This behavior is consistently reproducible.

Steps to Reproduce

  1. Run the following command (model loads successfully at first time).
  2. unload the model
  3. Run the same command again.
  4. During the second load, the GPUs enter an error state. Command Used
export LMCACHE_CONFIG_FILE=/path/to/config.yaml

python -m vllm.entrypoints.openai.api_server \
--model /usr/local/models/phi-4 \
--tensor-parallel-size 2 \
--gpu-memory-utilization 0.9 \
--max-model-len 16384 \
--enable-chunked-prefill \
--kv-cache-dtype auto \
--host 0.0.0.0 \
--port 8000 \
--trust-remote-code \
--enable-prefix-caching \
--kv-transfer-config '{"kv_connector":"LMCacheConnectorV1","kv_role":"kv_both"}'

below is my config.yaml chunk_size: 256 local_cpu: false local_disk: /mnt/nvme0/ max_local_disk_size: 20

If the same command is executed after reboot, it works for the first time . The issue only appears when loading the model a second time without rebooting.
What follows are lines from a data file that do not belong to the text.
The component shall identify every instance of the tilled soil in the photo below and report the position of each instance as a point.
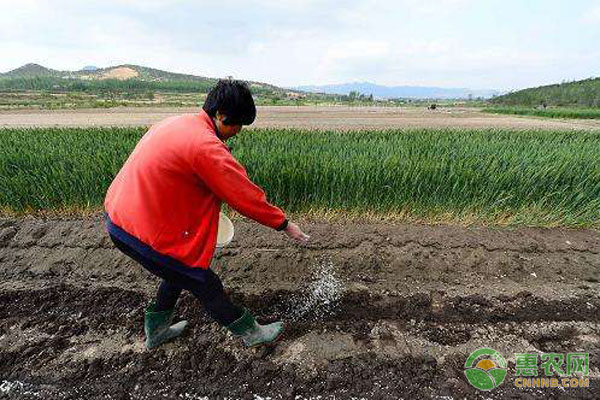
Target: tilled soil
(372, 311)
(305, 117)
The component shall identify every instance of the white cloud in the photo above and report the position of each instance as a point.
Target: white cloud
(291, 42)
(592, 15)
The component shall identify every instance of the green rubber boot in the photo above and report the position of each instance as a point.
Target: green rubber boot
(254, 334)
(158, 326)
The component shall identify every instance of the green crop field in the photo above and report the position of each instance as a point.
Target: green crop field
(480, 176)
(558, 112)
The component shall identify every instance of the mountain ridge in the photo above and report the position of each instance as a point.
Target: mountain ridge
(388, 92)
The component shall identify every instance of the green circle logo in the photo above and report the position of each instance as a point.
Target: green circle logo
(489, 372)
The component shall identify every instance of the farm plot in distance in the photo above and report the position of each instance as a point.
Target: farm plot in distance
(405, 303)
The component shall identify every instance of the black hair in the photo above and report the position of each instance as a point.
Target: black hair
(232, 99)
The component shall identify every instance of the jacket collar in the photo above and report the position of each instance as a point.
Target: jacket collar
(211, 124)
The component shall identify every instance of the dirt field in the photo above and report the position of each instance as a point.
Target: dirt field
(373, 310)
(301, 117)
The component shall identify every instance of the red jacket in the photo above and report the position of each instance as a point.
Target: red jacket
(168, 193)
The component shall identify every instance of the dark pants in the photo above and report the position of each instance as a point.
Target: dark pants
(204, 284)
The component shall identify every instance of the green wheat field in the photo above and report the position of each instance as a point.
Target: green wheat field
(492, 176)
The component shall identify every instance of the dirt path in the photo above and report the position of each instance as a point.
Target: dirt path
(338, 117)
(374, 311)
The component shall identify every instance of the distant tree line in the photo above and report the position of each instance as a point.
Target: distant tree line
(59, 85)
(584, 93)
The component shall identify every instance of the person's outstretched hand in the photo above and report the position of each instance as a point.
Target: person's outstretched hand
(294, 231)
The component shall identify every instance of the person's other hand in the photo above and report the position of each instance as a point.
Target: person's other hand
(294, 231)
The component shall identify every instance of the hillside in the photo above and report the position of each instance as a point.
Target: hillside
(126, 76)
(397, 92)
(585, 93)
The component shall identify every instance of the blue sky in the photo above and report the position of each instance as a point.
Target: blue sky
(478, 44)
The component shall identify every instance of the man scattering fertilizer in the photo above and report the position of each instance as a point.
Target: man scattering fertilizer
(162, 210)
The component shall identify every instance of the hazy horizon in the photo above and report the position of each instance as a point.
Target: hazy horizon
(500, 45)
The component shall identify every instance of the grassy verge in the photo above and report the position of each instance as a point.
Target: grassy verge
(472, 176)
(569, 113)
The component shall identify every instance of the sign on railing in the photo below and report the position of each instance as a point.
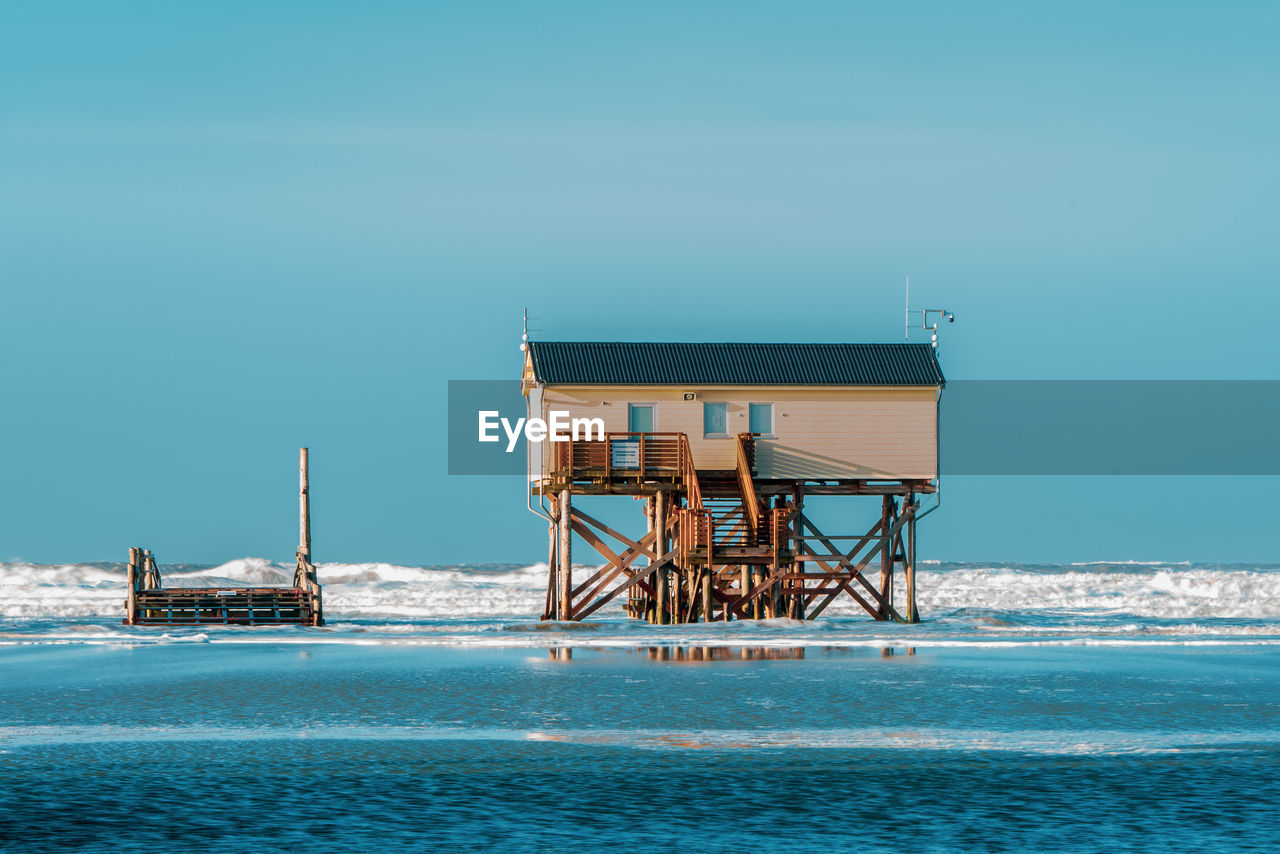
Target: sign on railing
(625, 453)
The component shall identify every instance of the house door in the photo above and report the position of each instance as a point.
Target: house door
(640, 418)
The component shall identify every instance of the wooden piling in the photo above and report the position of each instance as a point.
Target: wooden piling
(304, 506)
(566, 556)
(131, 607)
(659, 523)
(887, 508)
(909, 555)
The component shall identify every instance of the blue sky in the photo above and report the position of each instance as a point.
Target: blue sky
(229, 229)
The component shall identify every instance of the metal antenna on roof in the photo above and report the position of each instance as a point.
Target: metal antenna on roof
(906, 324)
(942, 314)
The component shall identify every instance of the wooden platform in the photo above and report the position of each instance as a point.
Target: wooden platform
(225, 606)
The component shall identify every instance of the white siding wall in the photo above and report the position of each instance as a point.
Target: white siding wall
(819, 433)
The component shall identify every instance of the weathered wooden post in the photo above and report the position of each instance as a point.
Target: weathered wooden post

below is the error i am getting 2026-03-05T12:23:14.561Z - WARN: vLLM Server stderr (PID 84695): [rank1]:[E305 17:53:14.167809819 ProcessGroupNCCL.cpp:2057] [PG ID 2 PG GUID 3 Rank 1] Process group watchdog thread terminated with exception: CUDA error: unspecified launch failure Search for cudaErrorLaunchFailure' in https://docs.nvidia.com/cuda/cuda-runtime-api/group__CUDART__TYPES.html for more information. CUDA kernel errors might be asynchronously reported at some other API call, so the stacktrace below might be incorrect. For debugging consider passing CUDA_LAUNCH_BLOCKING=1 Compile with TORCH_USE_CUDA_DSA` to enable device-side assertions.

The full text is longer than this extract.